Our detection of volcanic thunder for the May 17, 2017 eruption (event 39) shown in Fig. 2 brings the total number of Bogoslof events with documented volcanic thunder to three, including the previously reported observations for the March 8 (event 37) and June 10 (event 48) eruptions by Haney et al. (2018). The time frame between March 8 and June 10 appears to have been optimal for volcanic thunder observations, reflecting a tradeoff between more volcanic lightning activity in the winter and early spring (Van Eaton et al. 2020) and better acoustic propagation and lower wind noise in the late spring into summer. A notable exception is event 40 on May 28, 2017, which produced a sizable number of lightning detections in all the catalogs, but no identifiable thunder. Lower level winds at Bogoslof during event 40 were directed toward the northwest, away from Okmok, which hindered acoustic propagation by reducing the transmitted amplitude of infrasound waves from Bogoslof.
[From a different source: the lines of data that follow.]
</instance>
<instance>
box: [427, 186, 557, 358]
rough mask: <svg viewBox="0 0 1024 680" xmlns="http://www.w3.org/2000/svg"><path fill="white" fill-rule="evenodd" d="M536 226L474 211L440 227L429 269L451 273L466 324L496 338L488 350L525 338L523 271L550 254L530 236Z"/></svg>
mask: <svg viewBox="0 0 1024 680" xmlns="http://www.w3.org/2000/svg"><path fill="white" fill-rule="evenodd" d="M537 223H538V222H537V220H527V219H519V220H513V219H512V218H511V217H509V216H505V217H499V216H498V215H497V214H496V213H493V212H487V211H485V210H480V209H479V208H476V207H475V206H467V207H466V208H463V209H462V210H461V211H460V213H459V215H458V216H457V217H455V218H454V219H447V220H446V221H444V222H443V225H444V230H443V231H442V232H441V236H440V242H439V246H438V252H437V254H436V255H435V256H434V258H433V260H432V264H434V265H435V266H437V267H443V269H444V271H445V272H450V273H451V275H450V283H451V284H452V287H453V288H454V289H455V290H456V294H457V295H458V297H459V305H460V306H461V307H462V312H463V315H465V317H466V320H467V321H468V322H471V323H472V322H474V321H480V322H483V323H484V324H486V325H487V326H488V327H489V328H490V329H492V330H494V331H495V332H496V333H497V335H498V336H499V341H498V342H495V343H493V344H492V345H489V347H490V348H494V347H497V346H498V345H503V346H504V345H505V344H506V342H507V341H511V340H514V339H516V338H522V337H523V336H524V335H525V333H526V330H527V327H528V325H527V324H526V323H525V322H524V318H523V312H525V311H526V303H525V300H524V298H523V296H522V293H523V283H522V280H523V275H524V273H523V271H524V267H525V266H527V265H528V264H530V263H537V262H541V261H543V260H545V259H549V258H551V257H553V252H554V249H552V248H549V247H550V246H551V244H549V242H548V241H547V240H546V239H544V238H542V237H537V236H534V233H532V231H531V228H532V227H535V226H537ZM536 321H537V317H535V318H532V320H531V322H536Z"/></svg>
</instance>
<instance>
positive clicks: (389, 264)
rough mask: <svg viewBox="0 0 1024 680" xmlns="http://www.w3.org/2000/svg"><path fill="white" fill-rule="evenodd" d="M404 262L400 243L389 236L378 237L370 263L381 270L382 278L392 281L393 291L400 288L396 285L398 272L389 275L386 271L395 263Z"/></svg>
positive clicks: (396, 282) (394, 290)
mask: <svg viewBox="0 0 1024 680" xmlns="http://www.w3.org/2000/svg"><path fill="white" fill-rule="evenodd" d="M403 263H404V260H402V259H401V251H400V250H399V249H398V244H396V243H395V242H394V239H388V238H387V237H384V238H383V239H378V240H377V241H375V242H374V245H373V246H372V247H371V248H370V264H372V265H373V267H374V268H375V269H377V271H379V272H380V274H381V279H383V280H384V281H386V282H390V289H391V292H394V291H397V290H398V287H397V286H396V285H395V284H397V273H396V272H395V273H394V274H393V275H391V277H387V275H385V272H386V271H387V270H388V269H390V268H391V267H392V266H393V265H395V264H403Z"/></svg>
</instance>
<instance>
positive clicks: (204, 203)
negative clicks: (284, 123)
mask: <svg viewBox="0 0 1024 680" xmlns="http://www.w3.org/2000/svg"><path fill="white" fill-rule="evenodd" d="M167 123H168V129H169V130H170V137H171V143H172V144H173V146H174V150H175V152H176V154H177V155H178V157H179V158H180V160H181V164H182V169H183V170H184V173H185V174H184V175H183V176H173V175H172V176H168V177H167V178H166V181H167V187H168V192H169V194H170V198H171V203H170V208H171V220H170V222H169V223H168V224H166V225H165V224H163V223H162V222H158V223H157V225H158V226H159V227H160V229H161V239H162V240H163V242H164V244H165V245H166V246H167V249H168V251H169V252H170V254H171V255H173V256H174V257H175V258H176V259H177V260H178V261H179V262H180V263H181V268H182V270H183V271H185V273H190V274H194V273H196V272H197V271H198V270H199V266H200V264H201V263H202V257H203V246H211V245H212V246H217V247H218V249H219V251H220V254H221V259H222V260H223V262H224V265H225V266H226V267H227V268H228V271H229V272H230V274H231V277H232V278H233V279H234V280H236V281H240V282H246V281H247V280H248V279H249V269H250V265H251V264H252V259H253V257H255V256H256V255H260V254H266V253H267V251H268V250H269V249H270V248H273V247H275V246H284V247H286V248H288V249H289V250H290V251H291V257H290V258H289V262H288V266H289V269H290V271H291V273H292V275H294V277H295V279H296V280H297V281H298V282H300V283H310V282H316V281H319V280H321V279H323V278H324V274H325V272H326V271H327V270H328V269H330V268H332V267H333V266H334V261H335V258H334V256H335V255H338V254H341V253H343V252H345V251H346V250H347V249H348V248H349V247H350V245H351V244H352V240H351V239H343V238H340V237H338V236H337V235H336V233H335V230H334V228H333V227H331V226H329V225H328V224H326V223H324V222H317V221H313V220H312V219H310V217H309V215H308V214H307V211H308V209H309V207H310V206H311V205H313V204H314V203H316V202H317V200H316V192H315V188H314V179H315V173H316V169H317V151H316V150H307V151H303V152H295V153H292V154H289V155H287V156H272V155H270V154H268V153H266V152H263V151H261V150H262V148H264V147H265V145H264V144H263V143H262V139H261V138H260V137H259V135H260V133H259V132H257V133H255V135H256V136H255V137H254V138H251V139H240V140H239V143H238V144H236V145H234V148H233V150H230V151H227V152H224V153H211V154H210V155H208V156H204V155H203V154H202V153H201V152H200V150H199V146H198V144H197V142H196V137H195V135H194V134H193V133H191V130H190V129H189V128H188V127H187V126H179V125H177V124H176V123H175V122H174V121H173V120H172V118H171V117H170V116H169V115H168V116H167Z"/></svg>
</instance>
Besides the Okmok microphone array, we have looked into whether glitches appeared on other regional microphone arrays and seismic stations. The two closest microphone arrays to Bogoslof, after the one at Okmok, are located near Cleveland and Akutan volcanoes. However, those arrays are sampled at a lower rate (50 Hz) than the Okmok array, which detracts from glitch detection and observations of high frequency thunder signals. It may also be that those arrays do not have good line-of-sight views of Bogoslof and the lower atmosphere above the volcano. In contrast, Bogoslof volcano can be seen visually from the Okmok microphone array in clear viewing conditions. Regarding seismic data streams, we have detected glitches on the network located at Okmok, similar to the observations at Mt. Spurr by McNutt and Davis (2000). However, the glitches appear mostly on analog short-period stations, which can have a complicated telemetry path prior to digitization. Whether the glitches are occurring at the seismic station or at its radio repeater is not straightforward to establish. Moreover, the cabling details (e.g., cable orientation and length) are not known for the seismic stations as they are for the Okmok microphone array. This is on account of the array requiring such geometrical information to be known for array processing, in contrast to single seismic stations. In any case, a future investigation of glitches in seismic data streams is warranted, despite these additional complexities. Future work is also needed on a model of the precise coupling of the electromagnetic pulse from lightning into the cables (Petrache et al. 2005; Paolone et al. 2005) and how to measure or interpret these voltages.

Conclusion

We have investigated the signature of volcanic lightning in ground-based, geophysical data streams during the 2016–2017 Bogoslof eruption. The eruption was a prolific producer of volcanic lightning over the course of its 9-month-long duration, particularly during the first 5 months. A microphone array located ~ 60 km away enabled the observation of volcanic thunder and electromagnetic pulses, or glitches, produced by volcanic lightning. We developed two new catalogs based on the properties of glitches and found numerous new lightning flashes which went undetected by the WWLLN and GLD360 catalogs. We further investigated lightning-associated acoustic signals on a moored hydrophone located on the northeast slope of Bogoslof and clarified the details of their propagation path from the thunder source region to the hydrophone. Taken together, these observations give a more complete picture of electrical activity during the 2016–2017 Bogoslof eruption. These findings should be helpful for diagnosing the occurrence of volcanic lightning in real-time, ground-based geophysical data streams during eruptions monitored by volcano observatories. Furthermore, geophysical stations in the future could be designed to help increase the chance of capturing additional information on volcanic lightning.